My eyebrows arched up. That sounded pretty druidy to me.

“Then their alliance soured and the jinni killed him,” Teddy concluded with ominous finality. “In fact, he perished not far from here.”

Okay, maybe not so much. Lienna’s grimace told me she had the same thought.

“So the Sha’ir wasn’t a druid,” I guessed. “Or he was but he sucked at it?”

“I’m not an expert in Spiritalis, Mr. Morris.

” Teddy stacked the papers together. “Perhaps the answer lies in the final pages of the grimoire that Ballester stole from me. Or perhaps the legend of the jinn emerged from centuries of local fae sightings. I’ve been informed there’s an unusually high level of fae activity in the Bahla Fort area. ”

“Lots of jinn, hey?” I shot Lienna an “I told you so” look. “We’ll make sure to steer clear of them. I don’t want to wind up like Mr. Sha’ir.”

Teddy sighed. “Frankly, Mr. Morris, I think it’s safe to assume you have more potential than the Sha’ir. He admitted in his own grimoire entries that he never matched Bodil’s skill, a self-criticism supported by his gruesome end.”

That wasn’t the warm, cozy blanket of encouragement he seemed to think it was.

“At least he got to train with Bodil.” My hope of achieving the Viking queen’s godlike strength was slipping away by the minute. “All I’ve got is you telling me their story a thousand years too late.”

“And now that I’ve done that, can we resume?” Teddy waggled his pencil impatiently. “I still have a great many questions for you.”

“Sure thing, Teddy.” My mind was whirling with everything I’d learned, but I pushed it all aside and spread my arms. “What else do you want to know?”

His eyes gleamed like this was the question he’d been waiting for. “Have you begun to use any Arcana yet?”

“Yeah. Transmutation.”

He stuttered in the middle of reaching for his grimoire on the desk. “Transmutation?”
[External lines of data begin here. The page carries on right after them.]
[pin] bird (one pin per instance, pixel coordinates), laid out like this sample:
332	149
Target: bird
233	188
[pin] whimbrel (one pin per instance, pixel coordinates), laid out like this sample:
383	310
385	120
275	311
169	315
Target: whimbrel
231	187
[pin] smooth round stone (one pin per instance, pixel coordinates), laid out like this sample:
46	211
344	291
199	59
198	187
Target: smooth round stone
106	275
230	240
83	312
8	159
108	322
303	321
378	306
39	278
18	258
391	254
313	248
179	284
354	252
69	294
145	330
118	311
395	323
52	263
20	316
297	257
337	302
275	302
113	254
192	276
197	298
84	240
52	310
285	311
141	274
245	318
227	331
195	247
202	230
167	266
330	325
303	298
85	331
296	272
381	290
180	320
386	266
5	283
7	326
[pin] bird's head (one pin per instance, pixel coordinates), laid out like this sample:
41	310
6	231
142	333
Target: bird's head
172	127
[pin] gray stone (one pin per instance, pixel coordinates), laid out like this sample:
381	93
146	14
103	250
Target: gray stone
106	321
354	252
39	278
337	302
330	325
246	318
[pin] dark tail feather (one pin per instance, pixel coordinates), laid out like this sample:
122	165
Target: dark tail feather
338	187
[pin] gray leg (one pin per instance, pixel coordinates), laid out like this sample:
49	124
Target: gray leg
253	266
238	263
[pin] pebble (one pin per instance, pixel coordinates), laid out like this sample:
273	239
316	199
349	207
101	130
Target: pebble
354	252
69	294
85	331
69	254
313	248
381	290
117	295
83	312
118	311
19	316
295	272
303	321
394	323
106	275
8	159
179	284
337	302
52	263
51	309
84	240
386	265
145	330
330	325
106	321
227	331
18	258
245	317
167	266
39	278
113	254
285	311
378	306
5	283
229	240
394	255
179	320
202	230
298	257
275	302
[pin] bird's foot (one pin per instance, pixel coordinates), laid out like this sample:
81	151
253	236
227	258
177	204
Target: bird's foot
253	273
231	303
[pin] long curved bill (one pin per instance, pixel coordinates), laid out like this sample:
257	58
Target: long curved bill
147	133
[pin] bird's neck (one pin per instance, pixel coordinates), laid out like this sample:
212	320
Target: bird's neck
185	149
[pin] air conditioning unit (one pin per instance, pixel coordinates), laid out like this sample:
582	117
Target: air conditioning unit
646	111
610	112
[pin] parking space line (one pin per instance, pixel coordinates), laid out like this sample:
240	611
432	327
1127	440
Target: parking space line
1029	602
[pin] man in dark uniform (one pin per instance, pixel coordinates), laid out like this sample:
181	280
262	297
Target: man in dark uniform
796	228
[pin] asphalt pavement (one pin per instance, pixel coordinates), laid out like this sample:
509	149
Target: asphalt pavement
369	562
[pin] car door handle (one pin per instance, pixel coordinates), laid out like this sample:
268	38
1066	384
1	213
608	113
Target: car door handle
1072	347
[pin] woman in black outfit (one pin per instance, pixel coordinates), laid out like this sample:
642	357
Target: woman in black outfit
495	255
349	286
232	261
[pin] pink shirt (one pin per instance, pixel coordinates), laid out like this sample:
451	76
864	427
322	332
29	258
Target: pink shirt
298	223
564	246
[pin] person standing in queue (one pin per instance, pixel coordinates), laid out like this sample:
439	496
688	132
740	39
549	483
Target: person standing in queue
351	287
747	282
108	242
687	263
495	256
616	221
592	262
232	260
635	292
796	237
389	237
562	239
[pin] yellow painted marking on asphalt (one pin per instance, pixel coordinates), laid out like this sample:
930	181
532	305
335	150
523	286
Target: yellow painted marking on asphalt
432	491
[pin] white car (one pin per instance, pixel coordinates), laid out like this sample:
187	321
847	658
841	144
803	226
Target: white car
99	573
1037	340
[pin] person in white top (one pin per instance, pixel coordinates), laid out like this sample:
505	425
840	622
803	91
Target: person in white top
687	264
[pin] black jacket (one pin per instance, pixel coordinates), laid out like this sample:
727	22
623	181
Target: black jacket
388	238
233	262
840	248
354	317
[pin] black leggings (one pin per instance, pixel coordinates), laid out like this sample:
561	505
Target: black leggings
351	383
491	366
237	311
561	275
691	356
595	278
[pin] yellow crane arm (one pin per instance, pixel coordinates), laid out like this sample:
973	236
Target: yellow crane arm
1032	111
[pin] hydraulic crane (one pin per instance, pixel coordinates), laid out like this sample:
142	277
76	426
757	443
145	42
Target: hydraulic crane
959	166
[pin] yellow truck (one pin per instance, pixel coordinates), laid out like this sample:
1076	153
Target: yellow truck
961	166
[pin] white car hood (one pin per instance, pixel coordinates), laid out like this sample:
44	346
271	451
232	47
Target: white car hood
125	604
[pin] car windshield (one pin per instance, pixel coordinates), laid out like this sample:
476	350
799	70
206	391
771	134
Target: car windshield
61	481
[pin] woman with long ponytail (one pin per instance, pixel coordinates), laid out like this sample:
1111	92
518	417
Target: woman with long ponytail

“Yeah. I’ve reshaped a silver wand, resized a grappling hook, and turned metal handcuffs into plastic.”

He stared at me. “With your mind? No tools or arrays?”

“Nope.”

“Unbelievable,” he muttered, grabbing his grimoire. “The amount of arcane power needed would be incredible … through your body? Who would imagine trying …”

Still mumbling, he reentered the hall. Lienna and I followed.

“This merits thorough exploration. We might as well be comfortable.” He looked over his shoulder at us, his mouth twisted. “You’d like a drink, I suppose?”

I brightened. “Teddy, I thought you’d never ask.”

The archaeologist reversed course, presumably toward his kitchen, while Lienna continued toward the sitting room.

More interested in hydration than getting off my feet, I tailed Teddy. “Water would be great, but I won’t say no to—”

The sound of something skittering across the floor interrupted me. I spun around, half-expecting to see some kind of deadly desert creature with too many legs.

But what I saw was much worse. In the middle of the hall, in front of the cracked-open window shutter, halfway between me and Lienna, lay a small black disc covered in minuscule Arcana runes.